Autoscaler

The Flink Operator offers a job autoscaler functionality that can scale individual job vertices (chained operator groups) based on various metrics collected from running Flink applications.

The autoscaler can be used to eliminate back pressure and satisfy a set utilization target. Adjusting the parallelism for a job on vertex level enables efficient autoscaling of complex and heterogeneous streaming applications. The autoscaler uses the built-in job upgrade mechanism to perform the rescaling.
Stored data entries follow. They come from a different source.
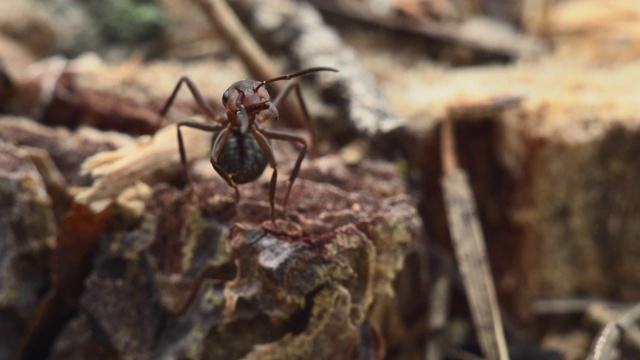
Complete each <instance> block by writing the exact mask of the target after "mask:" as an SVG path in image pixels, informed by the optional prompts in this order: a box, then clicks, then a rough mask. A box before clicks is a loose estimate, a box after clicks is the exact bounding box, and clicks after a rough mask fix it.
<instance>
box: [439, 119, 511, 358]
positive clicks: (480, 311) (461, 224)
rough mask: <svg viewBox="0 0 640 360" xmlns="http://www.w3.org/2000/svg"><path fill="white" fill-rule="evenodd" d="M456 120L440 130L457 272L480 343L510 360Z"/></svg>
mask: <svg viewBox="0 0 640 360" xmlns="http://www.w3.org/2000/svg"><path fill="white" fill-rule="evenodd" d="M453 127H454V124H453V120H452V119H450V120H445V122H444V123H443V124H442V127H441V130H440V131H441V144H442V157H443V159H442V166H443V177H442V179H441V182H442V193H443V195H444V204H445V209H446V215H447V220H448V224H449V231H450V234H451V241H452V242H453V249H454V252H455V254H456V259H457V262H458V269H459V270H460V274H461V277H462V283H463V285H464V288H465V293H466V295H467V299H468V301H469V307H470V310H471V317H472V319H473V323H474V324H475V327H476V334H477V337H478V342H479V343H480V347H481V348H482V352H483V353H484V355H485V357H486V358H488V359H501V360H508V359H509V353H508V352H507V344H506V340H505V337H504V330H503V325H502V319H501V316H500V308H499V305H498V300H497V296H496V289H495V285H494V281H493V276H492V274H491V269H490V267H489V258H488V255H487V249H486V245H485V241H484V237H483V235H482V229H481V227H480V220H479V218H478V212H477V209H476V204H475V200H474V196H473V192H472V191H471V186H470V184H469V180H468V178H467V175H466V173H465V171H464V170H462V169H460V168H458V165H457V155H456V150H455V142H454V138H455V132H454V130H453Z"/></svg>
The autoscaler has the following key benefits:

Better cluster resource utilization and lower operating costs
Automatic parallelism tuning for even complex streaming pipelines
Automatic adaptation to changing load patterns
Detailed utilization metrics for performance debugging

The autoscaler uses the metrics exposed by the Flink metric system. The following metrics are collected directly from a Flink job:

Backlog information at each source
Incoming data rate at the sources (for example, records per sec written into a Kafka topic)
Number of records processed per second in each job vertex
Busy time per second of each job vertex (current utilization)
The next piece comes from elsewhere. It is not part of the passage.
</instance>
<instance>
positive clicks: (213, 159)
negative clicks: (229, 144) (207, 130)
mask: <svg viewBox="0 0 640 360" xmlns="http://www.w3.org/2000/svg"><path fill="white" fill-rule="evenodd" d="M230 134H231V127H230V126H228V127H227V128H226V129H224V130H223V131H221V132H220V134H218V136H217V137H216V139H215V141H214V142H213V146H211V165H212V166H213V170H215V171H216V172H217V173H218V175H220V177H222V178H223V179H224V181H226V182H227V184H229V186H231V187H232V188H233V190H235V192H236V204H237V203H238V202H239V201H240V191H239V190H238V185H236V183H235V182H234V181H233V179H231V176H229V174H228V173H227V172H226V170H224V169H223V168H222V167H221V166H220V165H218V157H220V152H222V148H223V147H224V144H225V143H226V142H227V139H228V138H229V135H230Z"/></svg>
The autoscaler algorithm calculates the required processing capacity and target data rate for each operator starting from the source. The target data rate for the source vertices is equal to the incoming data rate. For downstream operators, the target data rate is calculated as the sum of the input (upstream) operators output data rate along the given edge in the processing graph.
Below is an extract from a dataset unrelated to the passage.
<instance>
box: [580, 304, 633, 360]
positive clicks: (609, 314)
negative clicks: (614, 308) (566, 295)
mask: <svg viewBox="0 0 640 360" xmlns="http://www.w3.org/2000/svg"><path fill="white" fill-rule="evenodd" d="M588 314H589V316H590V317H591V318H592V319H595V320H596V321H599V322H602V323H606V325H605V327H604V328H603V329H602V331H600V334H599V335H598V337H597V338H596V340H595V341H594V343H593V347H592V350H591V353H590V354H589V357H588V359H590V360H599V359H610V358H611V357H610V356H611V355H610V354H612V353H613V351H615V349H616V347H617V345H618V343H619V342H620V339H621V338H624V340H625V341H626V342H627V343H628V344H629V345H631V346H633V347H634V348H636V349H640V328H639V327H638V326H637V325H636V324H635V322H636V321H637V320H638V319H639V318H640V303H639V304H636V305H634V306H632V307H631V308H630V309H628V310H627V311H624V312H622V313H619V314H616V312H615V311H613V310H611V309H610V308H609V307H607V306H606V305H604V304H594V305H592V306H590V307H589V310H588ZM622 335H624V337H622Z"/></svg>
The target utilization percentage of the operators can be configured in the pipeline. For example, you can keep all operators busy between 60% and 80%. The autoscaler will find a parallelism configuration that matches the output rates of all operators with the input rates of all downstream operators at the targeted utilization. As the load increases or decreases, the autoscaler adjusts the parallelism levels of the individual operator to fulfill the current rate over time.